The moment the Lamb of God – the sacrifice for man’s sin – was born into the earth, God considered it done and all of heaven rejoiced. God was calling those things which be not as though they were (Romans 4:17) as the angels announced “on earth peace.”
We three kings of Orient are;
Bearing gifts we traverse afar,
Field and fountain, moor and mountain,
Following yonder star.
The Rev. John Henry Hopkins, Jr. wrote “We Three Kings” for a Christmas pageant at the General Theological Seminary in New York City in 1857. Each year, we see these three kings, bearing three little gifts for the Christ Child, march across Christmas cards and school auditoriums alike. The legend of the three kings has been celebrated for centuries. However, the account in Matthew 2 merely states “there came wise men from the east to Jerusalem, saying, “Where is he that is born the King of the Jews?” (verses 1-2).
Notice the scripture doesn’t say how many wise men there were. Scholars now believe there may have been 50 or more. These weren’t just three fellows riding donkeys and carrying three little boxes. They were men of reputation bringing camels loaded down with gifts for a king.
The Bible does mention that the wise men gave three kinds of offerings: “… when they had opened their treasures, they presented unto [Jesus] gifts; gold, and frankincense and myrrh” Matthew 2:11. These were precious commodities in that day and would have been worth a fortune. The wise men may not have fully understood the reason for bringing such valuable gifts, but God had a purpose.

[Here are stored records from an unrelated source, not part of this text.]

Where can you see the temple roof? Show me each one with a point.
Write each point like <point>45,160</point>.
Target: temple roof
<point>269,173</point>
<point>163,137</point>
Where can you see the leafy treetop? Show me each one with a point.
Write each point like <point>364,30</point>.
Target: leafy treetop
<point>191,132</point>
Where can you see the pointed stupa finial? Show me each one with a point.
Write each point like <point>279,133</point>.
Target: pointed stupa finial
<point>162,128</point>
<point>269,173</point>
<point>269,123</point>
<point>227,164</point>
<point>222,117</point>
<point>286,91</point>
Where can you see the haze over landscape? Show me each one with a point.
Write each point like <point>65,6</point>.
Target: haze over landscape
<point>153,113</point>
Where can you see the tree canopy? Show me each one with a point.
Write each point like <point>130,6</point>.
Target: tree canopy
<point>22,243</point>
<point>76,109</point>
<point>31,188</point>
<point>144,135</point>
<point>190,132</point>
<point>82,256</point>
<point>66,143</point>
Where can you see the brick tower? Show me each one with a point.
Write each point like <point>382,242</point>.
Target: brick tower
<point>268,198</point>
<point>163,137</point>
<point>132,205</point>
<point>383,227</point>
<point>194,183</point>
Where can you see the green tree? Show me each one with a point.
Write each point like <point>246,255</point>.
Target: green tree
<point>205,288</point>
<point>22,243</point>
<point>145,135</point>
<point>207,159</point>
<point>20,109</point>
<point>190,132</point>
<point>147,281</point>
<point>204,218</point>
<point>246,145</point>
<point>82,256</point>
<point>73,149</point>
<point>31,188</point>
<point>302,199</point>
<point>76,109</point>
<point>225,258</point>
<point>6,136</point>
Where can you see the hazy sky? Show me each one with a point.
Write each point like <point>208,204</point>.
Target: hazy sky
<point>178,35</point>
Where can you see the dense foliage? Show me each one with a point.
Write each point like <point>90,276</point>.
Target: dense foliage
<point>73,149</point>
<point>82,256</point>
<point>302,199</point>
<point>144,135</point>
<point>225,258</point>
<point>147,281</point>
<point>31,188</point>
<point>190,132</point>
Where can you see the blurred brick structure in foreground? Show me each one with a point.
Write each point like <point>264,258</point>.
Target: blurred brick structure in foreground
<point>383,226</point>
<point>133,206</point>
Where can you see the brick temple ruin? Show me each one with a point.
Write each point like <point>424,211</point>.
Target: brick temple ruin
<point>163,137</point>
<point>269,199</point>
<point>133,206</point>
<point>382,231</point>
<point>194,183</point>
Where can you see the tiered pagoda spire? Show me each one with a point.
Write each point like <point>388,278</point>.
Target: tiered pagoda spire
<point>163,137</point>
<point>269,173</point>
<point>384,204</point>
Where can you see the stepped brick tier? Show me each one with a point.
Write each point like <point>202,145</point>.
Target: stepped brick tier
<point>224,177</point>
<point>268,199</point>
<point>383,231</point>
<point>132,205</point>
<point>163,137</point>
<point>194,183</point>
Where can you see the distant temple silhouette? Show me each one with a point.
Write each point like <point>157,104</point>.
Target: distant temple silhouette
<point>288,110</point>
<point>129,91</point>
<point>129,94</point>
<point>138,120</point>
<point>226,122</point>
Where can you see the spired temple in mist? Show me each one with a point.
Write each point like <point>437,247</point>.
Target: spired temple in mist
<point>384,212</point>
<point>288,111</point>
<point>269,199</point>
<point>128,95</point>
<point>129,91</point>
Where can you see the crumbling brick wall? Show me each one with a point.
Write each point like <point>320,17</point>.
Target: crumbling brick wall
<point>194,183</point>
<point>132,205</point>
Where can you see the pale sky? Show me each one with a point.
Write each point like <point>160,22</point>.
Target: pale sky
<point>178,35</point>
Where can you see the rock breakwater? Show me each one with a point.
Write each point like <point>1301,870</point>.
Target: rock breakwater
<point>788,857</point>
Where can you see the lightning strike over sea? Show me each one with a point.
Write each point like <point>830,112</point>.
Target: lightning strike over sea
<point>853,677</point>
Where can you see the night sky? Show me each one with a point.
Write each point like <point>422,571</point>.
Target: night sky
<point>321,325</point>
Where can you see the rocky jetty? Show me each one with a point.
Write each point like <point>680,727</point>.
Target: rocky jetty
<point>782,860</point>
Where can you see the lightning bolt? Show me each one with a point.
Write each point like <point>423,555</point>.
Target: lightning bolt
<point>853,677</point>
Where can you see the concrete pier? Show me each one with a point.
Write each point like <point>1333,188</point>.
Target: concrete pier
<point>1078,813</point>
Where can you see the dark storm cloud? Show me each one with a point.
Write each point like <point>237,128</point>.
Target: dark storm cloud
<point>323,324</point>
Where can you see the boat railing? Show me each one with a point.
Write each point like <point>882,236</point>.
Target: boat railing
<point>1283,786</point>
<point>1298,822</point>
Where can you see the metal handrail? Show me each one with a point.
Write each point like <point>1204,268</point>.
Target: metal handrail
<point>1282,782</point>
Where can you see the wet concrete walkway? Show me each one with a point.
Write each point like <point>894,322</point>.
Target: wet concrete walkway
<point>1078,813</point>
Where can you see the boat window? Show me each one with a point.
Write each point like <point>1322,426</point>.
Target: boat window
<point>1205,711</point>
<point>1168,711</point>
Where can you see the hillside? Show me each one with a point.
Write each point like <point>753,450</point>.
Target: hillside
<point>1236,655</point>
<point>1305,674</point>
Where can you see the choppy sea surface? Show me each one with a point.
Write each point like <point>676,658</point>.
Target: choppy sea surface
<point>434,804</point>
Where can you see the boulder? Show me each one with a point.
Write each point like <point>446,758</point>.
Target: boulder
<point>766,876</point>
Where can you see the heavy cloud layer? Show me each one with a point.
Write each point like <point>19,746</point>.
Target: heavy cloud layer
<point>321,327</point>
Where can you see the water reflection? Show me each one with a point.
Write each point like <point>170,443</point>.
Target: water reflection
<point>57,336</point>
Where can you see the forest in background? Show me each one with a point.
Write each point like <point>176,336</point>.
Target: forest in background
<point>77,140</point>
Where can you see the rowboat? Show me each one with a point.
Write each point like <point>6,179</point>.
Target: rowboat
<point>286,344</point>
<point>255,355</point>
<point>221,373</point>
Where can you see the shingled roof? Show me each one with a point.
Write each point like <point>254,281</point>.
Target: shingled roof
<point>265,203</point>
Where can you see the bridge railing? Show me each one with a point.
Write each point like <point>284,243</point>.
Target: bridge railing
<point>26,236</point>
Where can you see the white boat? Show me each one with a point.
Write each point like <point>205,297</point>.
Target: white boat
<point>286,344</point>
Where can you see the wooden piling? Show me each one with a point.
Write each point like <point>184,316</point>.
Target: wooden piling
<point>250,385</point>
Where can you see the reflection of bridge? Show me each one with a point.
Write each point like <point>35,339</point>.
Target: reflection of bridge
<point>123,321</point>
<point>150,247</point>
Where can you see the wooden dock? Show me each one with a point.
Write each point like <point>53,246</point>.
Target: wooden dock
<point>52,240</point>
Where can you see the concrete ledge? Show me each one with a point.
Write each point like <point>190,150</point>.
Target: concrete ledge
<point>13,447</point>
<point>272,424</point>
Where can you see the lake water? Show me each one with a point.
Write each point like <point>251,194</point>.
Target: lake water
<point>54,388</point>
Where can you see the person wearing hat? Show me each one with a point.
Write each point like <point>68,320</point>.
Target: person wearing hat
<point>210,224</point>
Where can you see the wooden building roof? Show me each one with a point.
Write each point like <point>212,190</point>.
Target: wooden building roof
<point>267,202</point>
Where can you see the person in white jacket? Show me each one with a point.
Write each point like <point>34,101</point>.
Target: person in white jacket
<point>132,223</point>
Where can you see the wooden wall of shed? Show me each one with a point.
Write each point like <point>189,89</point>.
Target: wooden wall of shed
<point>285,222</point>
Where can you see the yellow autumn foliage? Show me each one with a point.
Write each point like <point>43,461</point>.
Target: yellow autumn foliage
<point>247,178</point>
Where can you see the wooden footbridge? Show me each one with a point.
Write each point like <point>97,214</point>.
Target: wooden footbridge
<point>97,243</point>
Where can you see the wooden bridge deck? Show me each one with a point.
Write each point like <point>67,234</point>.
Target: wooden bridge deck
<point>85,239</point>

And when [the wise men] were departed, behold, the angel of the Lord appeared to Joseph in a dream, saying, Arise and take the young child and his mother and flee into Egypt, and be thou there until I bring thee word, for Herod will seek the young child to destroy him. When he arose, he took the young child and his mother by night and departed into Egypt and was there until the death of Herod, that it might be fulfilled which was spoken of the Lord by the prophet, saying, out of Egypt have I called my son (Matthew 2:13-15).
The wise men’s gifts provided the finances for Jesus and his family to relocate and live in Egypt until the death of King Herod, and upon their return to Nazareth, Joseph was also able to set up his carpenter’s shop.
God had been ahead and made provision. His angels were on the scene to protect the most important birth to ever take place. All that had been prophesied about Jesus’ birth was fulfilled!
The angel’s message from that first Christmas is still alive today: “Good tidings of great joy; which shall be to all people. For unto you is born this day a Savior, which is Christ the Lord” (Luke 2:10-11). Christ is not Jesus’ last name. It means Jesus is the ANOINTED ONE, and HIS ANOINTING removes burdens and destroys yokes of bondage (Isaiah 10:27)
Jesus came to set “all people” free. So as you sing familiar Christmas carols, remember you’ve been given true peace on earth. Receive that peace by receiving Jesus and all He has done for you. That’s reason to celebrate not just at Christmas, but throughout the year.